Only 200,000 of the 800,000 New Yorkers who qualify for Fair Fares take advantage of the program. Working with the City, the MTA will push for more New Yorkers to enroll in Fair Fares by making it more inclusive and easier to access. 


A law enforcement presence in the transit system keeps customers safe and deters fare evasion. Critics of past approaches to fare evasion enforcement have raised serious questions about equity and racial justice. The panel will look at those questions and recommend fresh solutions that respond to them – considering, for example, greater use of civil penalties; possible increased reliance on civilian MTA staff to do fare compliance checks; and reserving criminal law enforcement for the most serious cases of recidivism or of evasion linked to violent crime. 

The panel’s efforts will include partnering with the five district attorneys’ offices to seek a uniform five-borough approach to what will and won’t be charged and under what circumstances. 

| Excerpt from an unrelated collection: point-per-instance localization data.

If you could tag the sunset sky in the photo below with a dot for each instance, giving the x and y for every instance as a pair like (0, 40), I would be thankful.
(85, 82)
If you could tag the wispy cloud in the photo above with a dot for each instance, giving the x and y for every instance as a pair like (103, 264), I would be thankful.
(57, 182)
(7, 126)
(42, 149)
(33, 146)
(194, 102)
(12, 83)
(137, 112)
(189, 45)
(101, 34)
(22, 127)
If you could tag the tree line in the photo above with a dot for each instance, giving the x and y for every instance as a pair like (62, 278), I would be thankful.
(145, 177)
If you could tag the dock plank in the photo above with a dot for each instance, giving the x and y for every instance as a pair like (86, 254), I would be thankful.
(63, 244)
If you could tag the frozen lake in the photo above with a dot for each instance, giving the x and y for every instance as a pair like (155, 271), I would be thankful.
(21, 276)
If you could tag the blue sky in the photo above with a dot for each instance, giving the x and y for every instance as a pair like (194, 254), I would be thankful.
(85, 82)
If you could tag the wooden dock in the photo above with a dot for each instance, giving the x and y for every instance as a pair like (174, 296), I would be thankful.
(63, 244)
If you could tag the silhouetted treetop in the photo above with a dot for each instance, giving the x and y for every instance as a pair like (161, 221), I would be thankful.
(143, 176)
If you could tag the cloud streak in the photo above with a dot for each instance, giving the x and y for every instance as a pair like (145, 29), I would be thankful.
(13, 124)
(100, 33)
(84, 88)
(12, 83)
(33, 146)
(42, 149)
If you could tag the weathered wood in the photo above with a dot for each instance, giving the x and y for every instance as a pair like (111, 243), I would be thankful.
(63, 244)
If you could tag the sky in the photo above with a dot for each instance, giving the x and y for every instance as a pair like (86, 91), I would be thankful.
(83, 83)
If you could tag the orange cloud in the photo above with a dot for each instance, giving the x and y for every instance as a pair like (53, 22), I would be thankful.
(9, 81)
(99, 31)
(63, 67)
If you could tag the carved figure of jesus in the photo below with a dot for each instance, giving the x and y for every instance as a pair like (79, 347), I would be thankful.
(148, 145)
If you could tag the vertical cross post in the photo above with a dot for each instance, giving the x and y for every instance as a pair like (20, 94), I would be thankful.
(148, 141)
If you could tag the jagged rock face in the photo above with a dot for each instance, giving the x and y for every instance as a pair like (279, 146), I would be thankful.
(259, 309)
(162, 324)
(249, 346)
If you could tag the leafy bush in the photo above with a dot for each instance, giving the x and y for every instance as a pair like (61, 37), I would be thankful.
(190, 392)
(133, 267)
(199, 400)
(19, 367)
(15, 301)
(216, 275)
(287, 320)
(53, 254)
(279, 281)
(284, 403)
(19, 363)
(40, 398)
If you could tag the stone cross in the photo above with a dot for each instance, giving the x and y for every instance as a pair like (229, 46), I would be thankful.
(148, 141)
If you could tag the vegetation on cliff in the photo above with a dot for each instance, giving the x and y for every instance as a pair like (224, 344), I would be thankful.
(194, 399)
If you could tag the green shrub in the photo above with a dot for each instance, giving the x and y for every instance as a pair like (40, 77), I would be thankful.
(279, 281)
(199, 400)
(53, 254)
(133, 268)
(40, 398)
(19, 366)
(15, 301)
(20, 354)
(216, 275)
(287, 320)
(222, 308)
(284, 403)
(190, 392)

“Fareness” Blue-Ribbon Panelists 

  • David Banks, Chancellor, NYC Department of Education 
  • Kirk Burkhalter, Professor, New York Law School and Director, 21st Century Policing Project; retired NYPD Detective, First Grade
  • Lisa Daglian, Executive Director, Permanent Citizens Advisory Committee to the MTA
  • Matthew Fishbein, Former Executive Assistant District Attorney, Kings County; former partner, Debevoise & Plimpton; former Chief of Criminal Division, U.S. Attorney’s Office, Southern District of New York and former First Assistant U.S. Attorney, Eastern District of New York 
  • Elizabeth Glazer, Founder of Vital City, a project in residence at Columbia Law School “committed to the idea that our social fabric is our safety”
  • Michael Hardy, Executive Vice President and General Counsel, National Action Network 
  • David Jones, President and CEO, Community Service Society; MTA Board Member 
  • Roger Maldonado, Partner, Smith Gambrell & Russell LLP; former president, New York City Bar Association 
  • Melva Miller, CEO, Association for a Better New York 
  • Richard Ostrander, Managing Director, Legal and Compliance, BlackRock
  • Rosemonde Pierre-Louis, COO, McSilver Institute for Poverty Policy & Research, NYU  
  • Kate Slevin, Executive Vice President, Regional Plan Association  
  • Michael Sonberg, Retired Judge, New York City Criminal Court and Retired Acting Justice, New York Supreme Court; former President, International Association of LGBTQ Judges 
  • Natalia Quintero, Senior VP of Innovation, Partnership for the City of New York and Founding Director of Transit Innovation Lab 
  • Zachary Tumin, Adjunct Professor of International and Public Affairs, Columbia University; former NYPD Deputy Commissioner for Strategic Initiatives 
  • Jo-Ann Yoo, Executive Director, Asian American Federation 

Additional members of the panel may be added at a later date.